Le Mali a réclamé vendredi (16.06.2023) devant l'ONU, le "retrait sans délai" de la mission des Nations unies sur son territoire (Minusma).
"Le réalisme impose le constat de l'échec de la Minusma dont le mandat ne répond pas au défi sécuritaire", a déclaré le ministre malien des Affaires étrangères, Abdoulaye Diop, devant les membres du Conseil qui doivent se prononcer le 29 juin sur un renouvellement du mandat de la mission de maintien de la paix qui expire à la fin du mois.
Pour Abdoulaye Diop, "la Minusma semble devenir partie du problème en alimentant les tensions communautaires et cela engendre un sentiment de méfiance des populations à l'égard de la Minusma et une crise de confiance entre les autorités maliennes et la Minusma."
Alors, "le gouvernement du Mali demande le retrait sans délai de la Minusma. Cependant le gouvernement est disposé à coopérer avec les Nations unies dans cette perspective", a ajouté le ministre, rejetant toutes les options d'évolution du mandat de la mission proposées par le secrétaire général de l'ONU.
"La décision des autorités maliennes a été très abrupte et j'ai été aussi surprise comme de nombreux observateurs. Mais, elle s'inscrit dans la droite ligne de la position adoptée par les autorités maliennes qui consiste à affirmer la souveraineté du Mali en opposition aux positions de la communauté internationale", estime Niagalé Bagayoko, chercheuse en relations internationales et présidente de l'African Security Network jointe par la DW.
"Cette décision s'inscrit dans le droit fil de la détérioration des relations entre le Mali et la France. Il ne faut pas oublier le départ de l'opération Barkhane du Mali et le retrait du Mali du G5 Sahel. Le Mali se positionne clairement aujourd'hui comme le chef de fil d'une position africaine désireuse de faire valoir la souveraineté et la vision nationale sur des solutions conçues par des partenaires étrangers", ajoute la chercheuse.
La goutte d'eau qui a fait déborder le vase ?
La publication en mai 2023 d'un rapport accablant de la Minusma accusant l'armée malienne et des combattants "étrangers" d'avoir exécuté au moins 500 personnes lors d'une opération présumée antijihadiste à Moura en mars 2022 serait une des raisons de la décision annoncée par les autorités maliennes.
"Depuis le renouvellement du mandat de la Minusma en juin 2022, les autorités maliennes ont clairement fait savoir leur refus de voir le mandat de la Minusma activer sur cette question des investigations sur les violations des droits de l'homme.
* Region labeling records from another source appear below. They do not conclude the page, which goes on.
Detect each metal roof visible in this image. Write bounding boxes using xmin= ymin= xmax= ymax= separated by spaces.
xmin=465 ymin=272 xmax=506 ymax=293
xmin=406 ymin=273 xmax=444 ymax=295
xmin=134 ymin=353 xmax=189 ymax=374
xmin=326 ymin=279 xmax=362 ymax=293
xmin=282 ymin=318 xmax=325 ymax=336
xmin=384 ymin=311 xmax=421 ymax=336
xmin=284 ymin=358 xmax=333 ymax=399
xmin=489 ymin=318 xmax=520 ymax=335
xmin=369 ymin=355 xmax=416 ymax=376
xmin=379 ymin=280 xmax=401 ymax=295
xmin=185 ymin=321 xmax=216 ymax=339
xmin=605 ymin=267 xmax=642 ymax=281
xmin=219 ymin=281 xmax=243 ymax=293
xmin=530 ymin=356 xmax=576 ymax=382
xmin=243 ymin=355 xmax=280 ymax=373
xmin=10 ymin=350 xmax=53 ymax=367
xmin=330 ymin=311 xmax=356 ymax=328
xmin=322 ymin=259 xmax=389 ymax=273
Il faut saluer le courage de la Minusma qui a dénoncé avec grand courage les violations des droits de l'homme de la part de tous les acteurs après des enquêtes très sérieuses. Que ce soit les forces armées maliennes, étrangères ou les groupes d'auto-défense. Cette question des droits de l'homme est très importante pour les autorités maliennes qui y voit une instrumentalisation, une politisation de la question des droits de l'homme alors qu'elles ne sont pas les seules à avoir été mises en cause. Depuis une année, des entraves ont été faites à la mission par les autorités maliennes", explique Niagalé Bagayoko.
La Mission multidimensionnelle intégrée des Nations Unies pour la stabilisation au Mali (Minusma) a été créée en 2013, prenant le relais d'une mission sous conduite africaine alors que le Mali était en proie à une rébellion islamiste menaçant l'Etat et qui perdure aujourd'hui.
Son mandat, renouvelé en 2022 et expirant le 30 juin, lui assigne d'appuyer l'application d'un important accord de paix avec d'anciens groupes rebelles du nord (non jihadistes); d'aider les autorités maliennes à stabiliser le centre, autre foyer de la violence; de protéger les civils; de défendre et protéger les droits humains.